The most up-to-date and the largest amount of data is collected and made available on the web by web search sites, such as Google is Bing or Yandex. The only problem is that their service, unlike the above-mentioned search interface of netlas.io, was not designed in such a way that querying their database could directly benefit our research, so it is only possible to extract data from these databases by detours: figuring out which typical search queries can be used to find the most new and unknown domains, and then perform searches slowly or distribute the queries over several places, in order not to get banned during the process.

Social media platforms

Also, don’t forget that more and more information on the web is moving from the open web to the closed, walled gardens such as social media platforms. These platforms often refer to the open web, that is, to traditional websites hosted on their own domain names too, so these platforms could be an ideal basis for our discovery too. The problem in this case is that scraping these platforms is even more problematic, both from a technical and legal point of view.

More options

Like the real world, the web is also extremely diverse, so it is impossible to list all the possibilities through which we can explore the web, or a specific segment of it. In the above article, I have just scraped the surface by mentioning some of the larger databases according to their main types, definitely not trying to list all available service providers within these categories.

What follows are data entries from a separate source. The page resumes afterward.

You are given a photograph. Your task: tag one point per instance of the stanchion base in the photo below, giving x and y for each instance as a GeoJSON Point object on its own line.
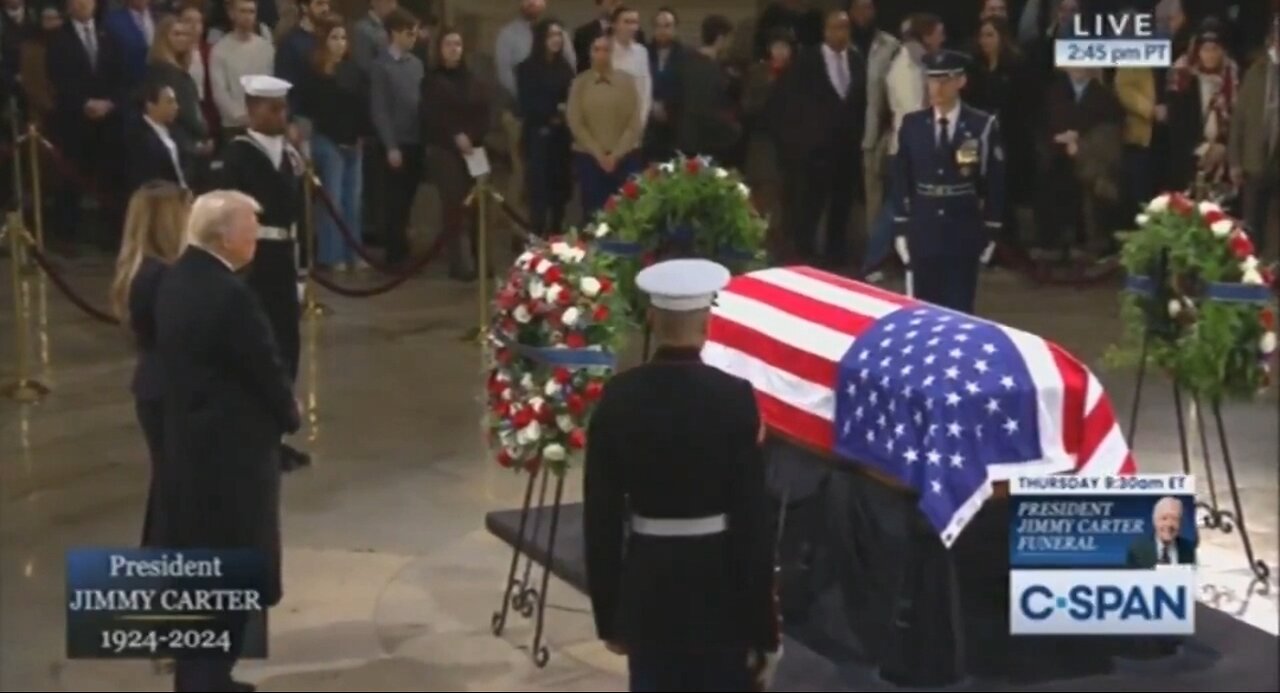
{"type": "Point", "coordinates": [26, 391]}
{"type": "Point", "coordinates": [316, 309]}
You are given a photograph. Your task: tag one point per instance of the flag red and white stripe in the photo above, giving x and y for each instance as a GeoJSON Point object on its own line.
{"type": "Point", "coordinates": [786, 329]}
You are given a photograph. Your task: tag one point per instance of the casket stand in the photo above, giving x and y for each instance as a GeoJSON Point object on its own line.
{"type": "Point", "coordinates": [872, 601]}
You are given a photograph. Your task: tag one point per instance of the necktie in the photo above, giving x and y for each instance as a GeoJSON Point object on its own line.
{"type": "Point", "coordinates": [90, 45]}
{"type": "Point", "coordinates": [841, 74]}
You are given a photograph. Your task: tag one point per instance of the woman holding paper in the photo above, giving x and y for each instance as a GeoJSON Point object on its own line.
{"type": "Point", "coordinates": [453, 126]}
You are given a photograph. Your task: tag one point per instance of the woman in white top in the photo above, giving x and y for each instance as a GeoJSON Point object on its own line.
{"type": "Point", "coordinates": [631, 57]}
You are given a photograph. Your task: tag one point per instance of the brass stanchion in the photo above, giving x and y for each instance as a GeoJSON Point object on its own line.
{"type": "Point", "coordinates": [37, 200]}
{"type": "Point", "coordinates": [23, 263]}
{"type": "Point", "coordinates": [23, 388]}
{"type": "Point", "coordinates": [312, 306]}
{"type": "Point", "coordinates": [479, 196]}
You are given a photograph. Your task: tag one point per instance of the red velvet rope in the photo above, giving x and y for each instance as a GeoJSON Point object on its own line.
{"type": "Point", "coordinates": [56, 278]}
{"type": "Point", "coordinates": [400, 278]}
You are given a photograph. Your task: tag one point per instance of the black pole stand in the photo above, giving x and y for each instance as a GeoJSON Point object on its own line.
{"type": "Point", "coordinates": [511, 589]}
{"type": "Point", "coordinates": [525, 597]}
{"type": "Point", "coordinates": [1212, 515]}
{"type": "Point", "coordinates": [542, 655]}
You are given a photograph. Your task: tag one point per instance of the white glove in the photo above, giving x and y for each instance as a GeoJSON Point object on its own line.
{"type": "Point", "coordinates": [900, 246]}
{"type": "Point", "coordinates": [764, 674]}
{"type": "Point", "coordinates": [987, 252]}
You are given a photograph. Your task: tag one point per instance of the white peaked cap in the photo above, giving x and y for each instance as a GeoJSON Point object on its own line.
{"type": "Point", "coordinates": [682, 285]}
{"type": "Point", "coordinates": [264, 86]}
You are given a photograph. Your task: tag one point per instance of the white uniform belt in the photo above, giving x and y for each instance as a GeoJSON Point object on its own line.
{"type": "Point", "coordinates": [679, 527]}
{"type": "Point", "coordinates": [274, 233]}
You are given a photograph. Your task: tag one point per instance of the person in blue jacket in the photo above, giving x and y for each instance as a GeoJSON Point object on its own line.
{"type": "Point", "coordinates": [949, 188]}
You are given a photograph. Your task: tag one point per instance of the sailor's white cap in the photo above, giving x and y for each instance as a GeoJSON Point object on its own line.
{"type": "Point", "coordinates": [264, 86]}
{"type": "Point", "coordinates": [682, 285]}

In addition to all of this, there are also many data sources of general or local interest that can help us, such as:

  • It might not help with all domain name endings, but e.g. the .hu registrar regularly publishes the newly registered domain names on its website, so it is perhaps worth checking the domain registrars’ website too.
  • Although link directories are out of fashion these days, in Hungary, there are resources such as the lap.hu pages, from which we can easily extract relatively structured data.
  • Last but not least, it is possible to crawl the web without using any of the above data sources. Applying this method could also help us assess how much we could discover from the web by initiating our work using data originating from other’s databases.

Discovering the web from scratch

In the first step, we enumerate the characters that can be used in domain names [a-z0-9-] and mix up to generate all technically possible variations: 37*37 + 36*37*36 + 36*37*37*36 + 36*37*37*37*36 + …

It is obvious that if we only want to comb through every domain name consisting of a maximum of five letters, we have already exceeded the 67 million possible combinations, which at first seems like a huge number, but since most domains will not be in use, the answer will quickly come back that the url does not exist, so you can relatively quickly go through these.

If we are done with this step, then as a by-product we will also be able to discover all kinds of other domain names to which some of these short domain names redirect. However, most new domains longer than five characters will be discovered by parsing the web pages we just downloaded and checking where are these sites linking to.

If we already have a substantial amount of working domain names, including longer ones, we can continue scanning the permutations resulting in longer domain names by excluding from the combinations those that do not resemble potentially meaningful domain names at all, such as 4h6u3a.hu — for example based on the probability of two characters following each other in already known domain names, or checking the occurrences by character pairs, triplets, etc.

Conclusion

Depending on our financial possibilities and determination, we can work with many different data sources if we want to collect a large amount of websites for some purpose, e.g. we are looking for an answer to a basic question like how many Hungarian websites exist. Some of them already provide the necessary information without further need of transforming it, while from other sources we have to extract the data taking into consideration the peculiarities of the data collection process and the data format, and finally, the most difficult case is when we have to write our own script in order to extract the publicly available information we are interested in from many webpages.